Microsoft’s Open Data Mining Specification

Major database vendors are adding data mining to their products. Oracle Corp. is enhancing its database to enable customers to reap the rewards of data mining tools. IBM Corp. is working to add the capability to DB2 so users won’t need third-party products. Informix Corp. is planning to ship a data-mining engine by the end of the year.

Microsoft Corp. is taking a different tact: The company is working on an initiative to extend OLE DB data access interfaces with the aim of arming ISVs with an open interface for integrating data mining tools and applications. The OLE DB for data mining interface is a joint effort between the Microsoft SQL Server development group and Microsoft Research.

OLE DB for data mining builds on Microsoft's Universal Data Access strategy, which includes the OLE DB for OLAP interface for multidimensional database access.

"The whole concept is to allow for a more flexible mode of communication between databases," says Tom Kreyche, a SQL Server product manager at Microsoft.

The OLE DB for data mining interface will enable diverse data mining products to more easily exchange data and results. Microsoft claims this will provide customers with transparent access to solutions such as fraud detection, credit-risk analysis, marketing campaign management, one-to-one marketing and adaptive Web content from existing line-of-business applications.

The company also explains that the specification is being created because the current data mining market is fragmented, thus it is difficult for ISVs to integrate various tools.
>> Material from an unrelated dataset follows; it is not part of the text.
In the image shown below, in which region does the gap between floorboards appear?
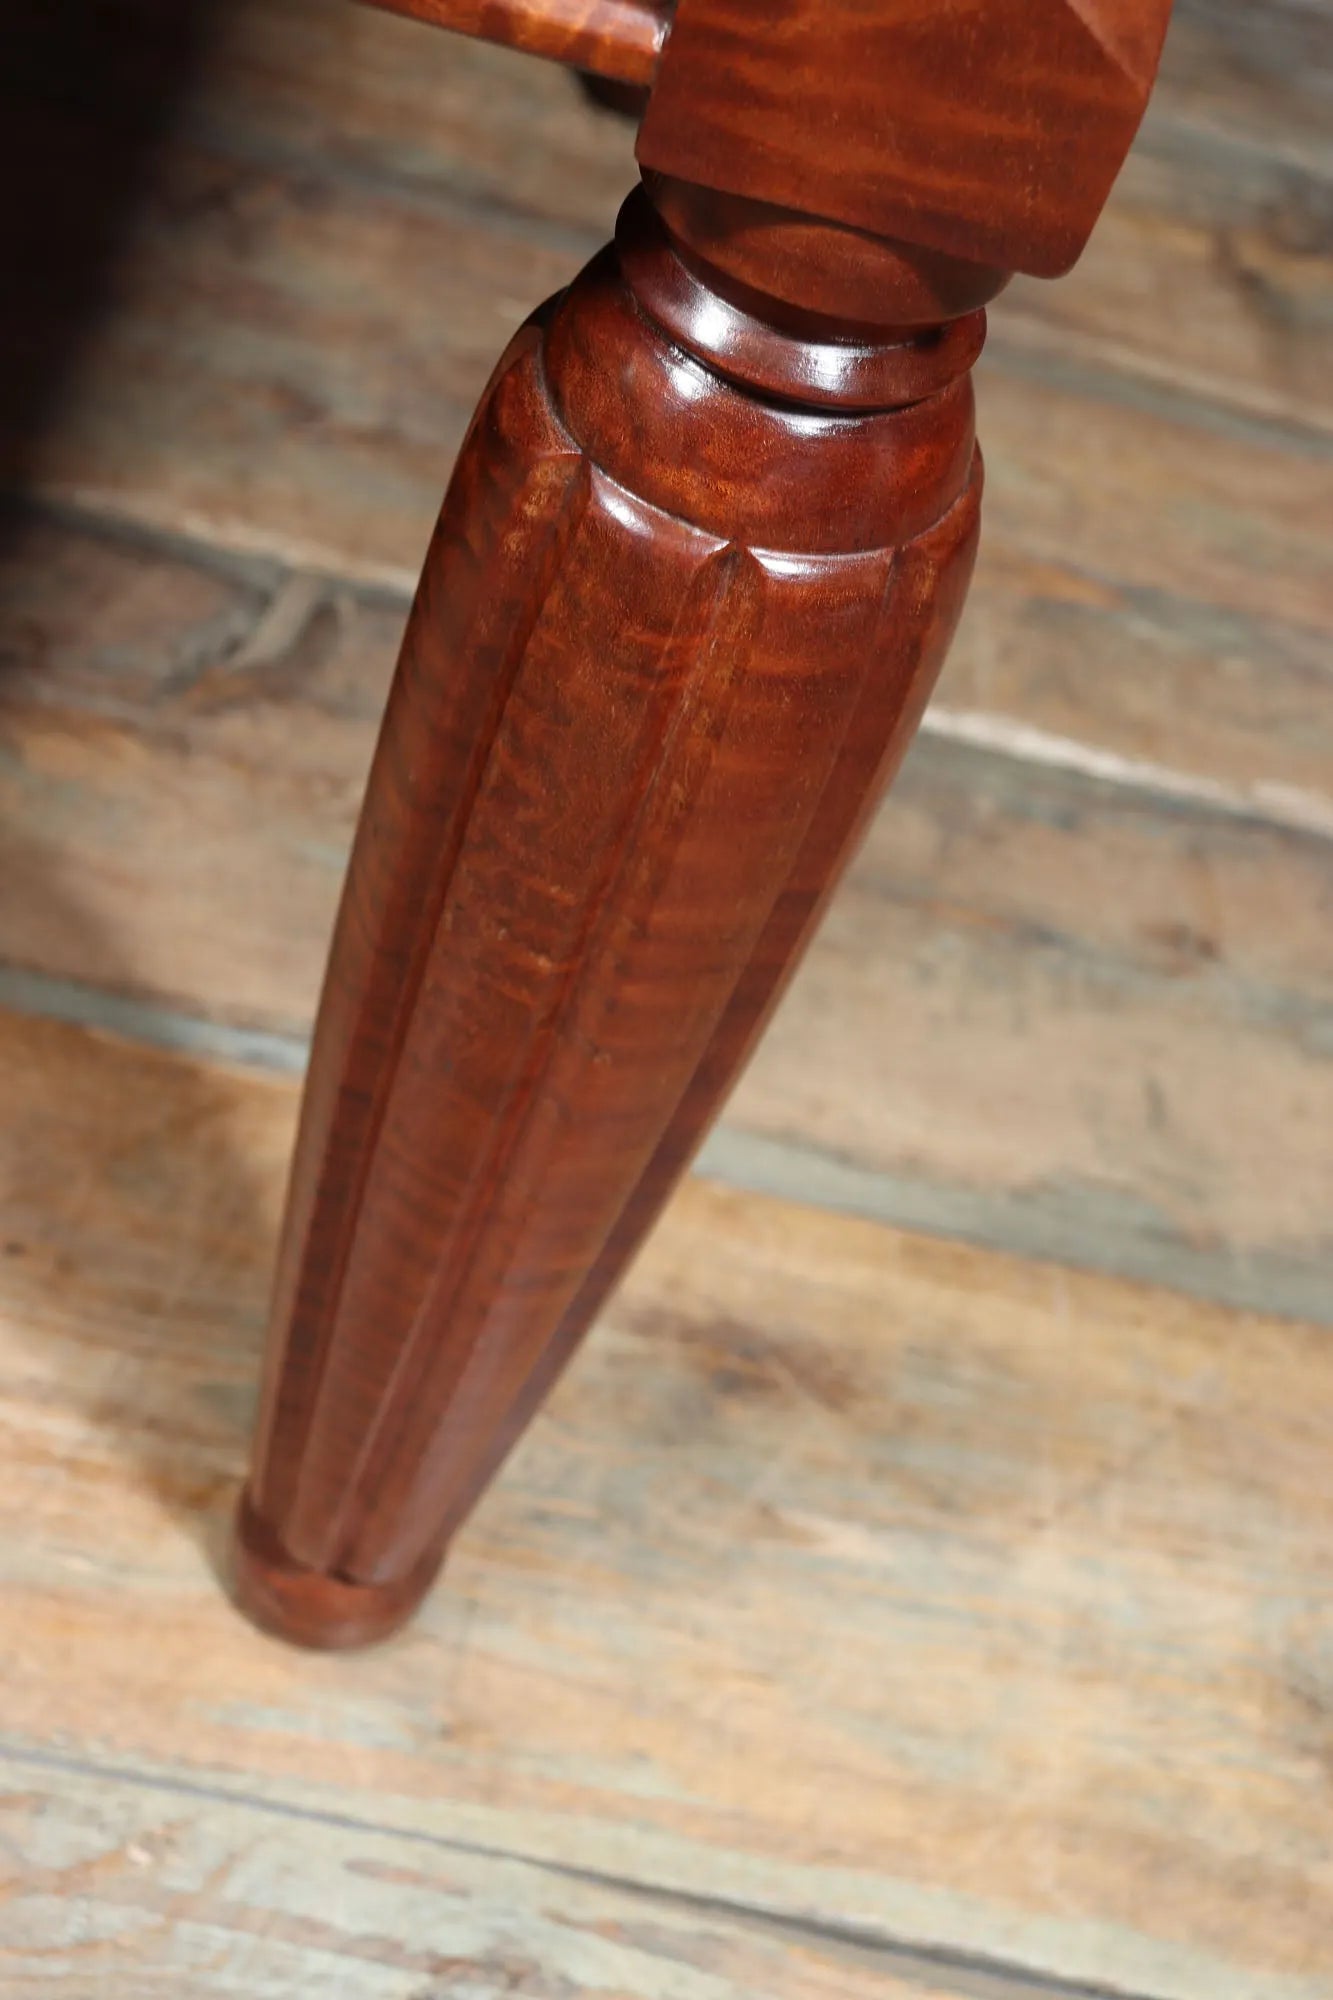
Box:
[0,1737,1178,2000]
[1,961,1327,1330]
Data mining tools require different data formats from tools in relational or multidimensional databases. The data mining extensions to OLE DB will provide a format common to existing tools and applications, such as statistical analysis, pattern recognition, visualization products as well as data prediction and segmentation methods.
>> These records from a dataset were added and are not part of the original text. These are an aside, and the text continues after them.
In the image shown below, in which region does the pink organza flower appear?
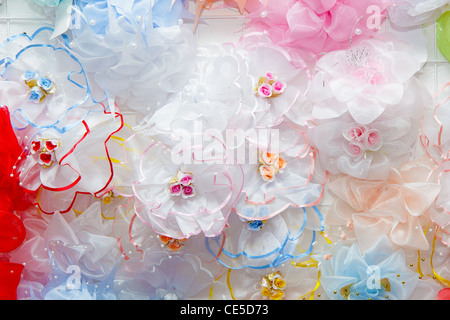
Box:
[244,0,391,59]
[326,157,441,253]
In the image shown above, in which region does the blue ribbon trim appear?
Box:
[1,27,108,134]
[205,206,325,270]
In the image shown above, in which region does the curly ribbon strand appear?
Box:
[226,268,237,300]
[320,231,333,245]
[430,234,450,288]
[420,82,450,164]
[416,249,426,279]
[209,272,225,300]
[292,258,321,300]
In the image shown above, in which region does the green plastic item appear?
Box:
[437,10,450,62]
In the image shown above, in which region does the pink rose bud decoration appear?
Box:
[342,124,383,160]
[182,185,196,199]
[344,142,365,160]
[169,170,196,199]
[369,73,385,85]
[266,72,275,80]
[272,80,286,94]
[177,171,194,186]
[169,183,182,196]
[255,72,286,98]
[343,125,368,142]
[364,129,383,151]
[258,83,273,98]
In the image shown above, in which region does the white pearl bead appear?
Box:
[260,11,268,18]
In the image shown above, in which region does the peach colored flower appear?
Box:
[326,157,441,253]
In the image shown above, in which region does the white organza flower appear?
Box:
[65,0,197,118]
[119,132,243,239]
[205,206,324,269]
[15,110,124,214]
[388,0,449,28]
[0,28,100,131]
[232,121,327,221]
[310,107,422,180]
[242,41,310,128]
[114,248,220,300]
[42,204,121,281]
[219,257,321,300]
[137,43,257,145]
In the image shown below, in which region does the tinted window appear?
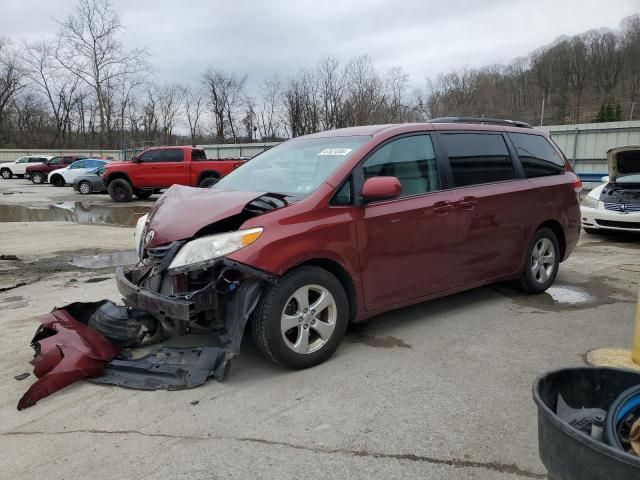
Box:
[85,159,105,168]
[48,157,63,165]
[192,149,207,161]
[63,157,77,165]
[509,133,564,178]
[441,133,514,187]
[70,160,86,169]
[16,157,28,164]
[332,176,353,205]
[29,158,45,163]
[163,149,184,162]
[138,150,162,163]
[362,135,439,197]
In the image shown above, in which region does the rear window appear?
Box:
[29,158,45,163]
[163,149,184,162]
[440,133,515,187]
[509,133,564,178]
[192,149,207,161]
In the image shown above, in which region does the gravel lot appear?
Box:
[0,178,639,479]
"A common interface for data mining will enable developers to embed data mining capabilities into their existing applications," said Tod Nielsen, vice president of marketing at Microsoft’s developer division, in a statement.
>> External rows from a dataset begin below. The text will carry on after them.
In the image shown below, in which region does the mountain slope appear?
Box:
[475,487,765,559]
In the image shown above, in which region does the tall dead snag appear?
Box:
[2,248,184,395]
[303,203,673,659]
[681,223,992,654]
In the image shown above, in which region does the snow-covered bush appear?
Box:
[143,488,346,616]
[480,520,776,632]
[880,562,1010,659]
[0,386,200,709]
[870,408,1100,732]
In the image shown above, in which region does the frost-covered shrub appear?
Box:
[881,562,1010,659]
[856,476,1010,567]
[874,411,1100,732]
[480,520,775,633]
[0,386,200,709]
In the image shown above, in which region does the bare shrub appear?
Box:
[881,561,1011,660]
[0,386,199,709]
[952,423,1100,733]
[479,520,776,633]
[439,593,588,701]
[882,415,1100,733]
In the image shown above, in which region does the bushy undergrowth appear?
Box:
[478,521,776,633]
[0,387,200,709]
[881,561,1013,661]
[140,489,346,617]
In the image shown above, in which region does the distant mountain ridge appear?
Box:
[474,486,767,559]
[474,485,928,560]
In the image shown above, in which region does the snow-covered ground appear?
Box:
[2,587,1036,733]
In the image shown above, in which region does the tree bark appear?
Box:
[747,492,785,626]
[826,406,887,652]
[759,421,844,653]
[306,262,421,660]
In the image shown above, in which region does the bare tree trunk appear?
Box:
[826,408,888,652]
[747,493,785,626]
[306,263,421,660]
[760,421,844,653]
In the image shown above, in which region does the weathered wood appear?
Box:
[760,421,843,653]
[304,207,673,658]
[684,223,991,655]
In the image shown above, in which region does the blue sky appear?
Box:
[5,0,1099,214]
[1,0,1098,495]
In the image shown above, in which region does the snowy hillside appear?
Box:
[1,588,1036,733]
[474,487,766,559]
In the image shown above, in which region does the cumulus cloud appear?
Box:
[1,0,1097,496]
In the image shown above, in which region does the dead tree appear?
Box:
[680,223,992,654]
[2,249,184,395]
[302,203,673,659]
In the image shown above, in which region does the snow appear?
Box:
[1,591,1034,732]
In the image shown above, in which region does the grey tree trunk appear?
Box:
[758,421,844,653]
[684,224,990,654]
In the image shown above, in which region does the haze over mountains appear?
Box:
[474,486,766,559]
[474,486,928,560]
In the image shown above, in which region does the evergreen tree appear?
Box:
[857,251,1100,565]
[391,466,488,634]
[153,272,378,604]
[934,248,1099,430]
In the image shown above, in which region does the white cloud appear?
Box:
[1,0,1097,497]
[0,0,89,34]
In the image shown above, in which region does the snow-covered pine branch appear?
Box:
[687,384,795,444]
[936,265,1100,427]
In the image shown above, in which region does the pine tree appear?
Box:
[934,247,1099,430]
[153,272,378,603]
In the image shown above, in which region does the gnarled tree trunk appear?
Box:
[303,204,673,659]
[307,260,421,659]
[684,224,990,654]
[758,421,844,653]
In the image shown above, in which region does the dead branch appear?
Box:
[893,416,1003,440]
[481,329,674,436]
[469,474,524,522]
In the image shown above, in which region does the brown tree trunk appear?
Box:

Microsoft is clearly a software company with a market presence that can help it drive a specification to a de facto standard. But the company has been criticized in the past, primarily by competitors, for writing standards that are less robust than using a combination of competitors’ tools. The OLAP Council (www.olapcouncil.org), for instance, backed by a number of vendors, had the MDAPI specification before Microsoft pushed its OLE DB for OLAP specification, version 2.0 of which is currently being reviewed.

Dwight Davis, an analyst with market research firm Summit Strategies (www.summitstrat.com), says Microsoft’s OLE DB for OLAP specification basically pushed the MDAPI to the back burner, much to the chagrin of the OLAP Council and some of its more prominent backers, namely Oracle. The most common criticisms are directed at its robustness and performance.

"Administrators can always do a little more, a little faster, with the various interfaces written specifically for certain products. But with a standard interface, they don’t have to juggle all those different interfaces," Davis says.

Davis points out that there is a downside to a Microsoft OLE DB for data mining standard. "Whether there can be a way to access databases robustly with this kind of a generic standard is always a challenge," he says.

The data mining extensions to OLE DB are being examined by a group of data mining software vendors as part of Microsoft's review process. Final publication of the specification is expected in the second half of 1999.